The briefing concludes that the current combination of national and local incentive schemes and contract performance measures risk overwhelming GPs and limiting their ability to engage with efforts to achieve sustainable change. 

Dr Rosen, a Greenwich GP and Senior Policy Fellow at the Nuffield Trust said:

“The history of reforming general practice in England is littered with initiatives aimed at achieving small-scale change through financial rewards. These can work well if the goal is to improve narrow areas of care. But they are blunt instruments, which can distort priorities and detract from patient care. “

The experience of four case study sites examined in the briefing suggests that the ingredients of successful service change include strong inter-professional relationships, capable leaders, time to experiment, and the willingness to take risks and sometimes fail."

Dr Rosen continued:

“Nobody disputes that there is a pressing need to reform general practice. But the challenges facing GPs – from meeting the needs of frail older people, to working at scale across larger areas – require us to think differently. 

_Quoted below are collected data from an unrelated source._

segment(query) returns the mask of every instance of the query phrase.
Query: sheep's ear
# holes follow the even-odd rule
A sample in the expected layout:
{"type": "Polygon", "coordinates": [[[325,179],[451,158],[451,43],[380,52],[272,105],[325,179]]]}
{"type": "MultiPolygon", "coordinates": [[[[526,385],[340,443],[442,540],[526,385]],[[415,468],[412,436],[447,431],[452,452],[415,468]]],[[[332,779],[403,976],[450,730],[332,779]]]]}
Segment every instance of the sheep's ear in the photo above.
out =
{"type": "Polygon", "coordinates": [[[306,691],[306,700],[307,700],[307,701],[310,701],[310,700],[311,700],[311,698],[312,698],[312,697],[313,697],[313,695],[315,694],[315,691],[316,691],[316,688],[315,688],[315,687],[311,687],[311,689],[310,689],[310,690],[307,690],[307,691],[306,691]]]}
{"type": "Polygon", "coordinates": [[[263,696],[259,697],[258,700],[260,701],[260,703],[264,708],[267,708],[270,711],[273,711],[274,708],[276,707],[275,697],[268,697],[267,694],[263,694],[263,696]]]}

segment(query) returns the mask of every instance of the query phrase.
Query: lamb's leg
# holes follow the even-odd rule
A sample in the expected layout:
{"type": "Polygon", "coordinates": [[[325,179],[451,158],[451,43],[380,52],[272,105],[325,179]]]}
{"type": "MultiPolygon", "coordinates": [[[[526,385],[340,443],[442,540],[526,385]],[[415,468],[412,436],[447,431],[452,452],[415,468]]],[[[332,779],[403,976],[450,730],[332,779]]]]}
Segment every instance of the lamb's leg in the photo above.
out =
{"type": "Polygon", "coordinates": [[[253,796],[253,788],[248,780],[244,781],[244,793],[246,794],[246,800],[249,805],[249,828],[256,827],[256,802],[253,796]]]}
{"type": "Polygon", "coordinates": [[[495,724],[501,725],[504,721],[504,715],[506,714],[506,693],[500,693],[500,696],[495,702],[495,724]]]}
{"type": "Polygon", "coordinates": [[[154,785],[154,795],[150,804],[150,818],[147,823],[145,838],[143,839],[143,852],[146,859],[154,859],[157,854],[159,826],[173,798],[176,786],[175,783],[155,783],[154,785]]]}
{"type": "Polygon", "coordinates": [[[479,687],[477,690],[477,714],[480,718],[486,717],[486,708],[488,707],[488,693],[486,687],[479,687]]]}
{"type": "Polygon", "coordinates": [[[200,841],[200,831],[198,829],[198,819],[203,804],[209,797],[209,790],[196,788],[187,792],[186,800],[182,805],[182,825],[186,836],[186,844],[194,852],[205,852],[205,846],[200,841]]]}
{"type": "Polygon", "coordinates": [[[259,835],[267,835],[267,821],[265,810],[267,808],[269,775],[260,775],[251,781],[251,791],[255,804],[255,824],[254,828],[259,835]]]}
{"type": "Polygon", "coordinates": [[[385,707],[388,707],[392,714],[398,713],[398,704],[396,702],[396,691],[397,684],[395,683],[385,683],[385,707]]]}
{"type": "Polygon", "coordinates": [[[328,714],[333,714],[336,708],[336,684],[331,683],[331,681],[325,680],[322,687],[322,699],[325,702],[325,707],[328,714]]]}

“Putting the Forward View into action will require policymakers to adopt a far more sophisticated approach to reform than the narrow use of financial rewards and contract changes. They need to be supplementing the use of these measures by building skills, understanding impact and creating the headspace that GPs need to fundamentally transform services.” 

The Nuffield Trust concludes such an approach to reforming GP services should be based on: 

  • Better equipping the GP workforce to meet the changing needs of patients, including the development of specialist skills within primary care and cultivating strong leaders; 
  • Ensuring that time to redesign and transform services is built into change programmes; 
  • Insisting on the development of a minimum dataset for general practice to permit a better understanding of impact.

Notes to editors

  • The Nuffield Trust’s briefing was informed by a seminar held at the Nuffield Trust in 2014, attended by academics, GPs, commissioners and senior policy makers.
  • The seminar heard evidence from Matt Sutton, Professor of Economics at the University of Manchester, on the use of financial incentives; Kecia Werry, formerly of US healthcare organisation ChenMed on achieving change without relying on financial incentives; and the experiences of four case study sites that have achieved service change - from delivering general practice at scale, to introducing care planning and multidisciplinary team working.
  • The briefing is accompanied by a literature review of the evidence of levers for change in general practice and primary care.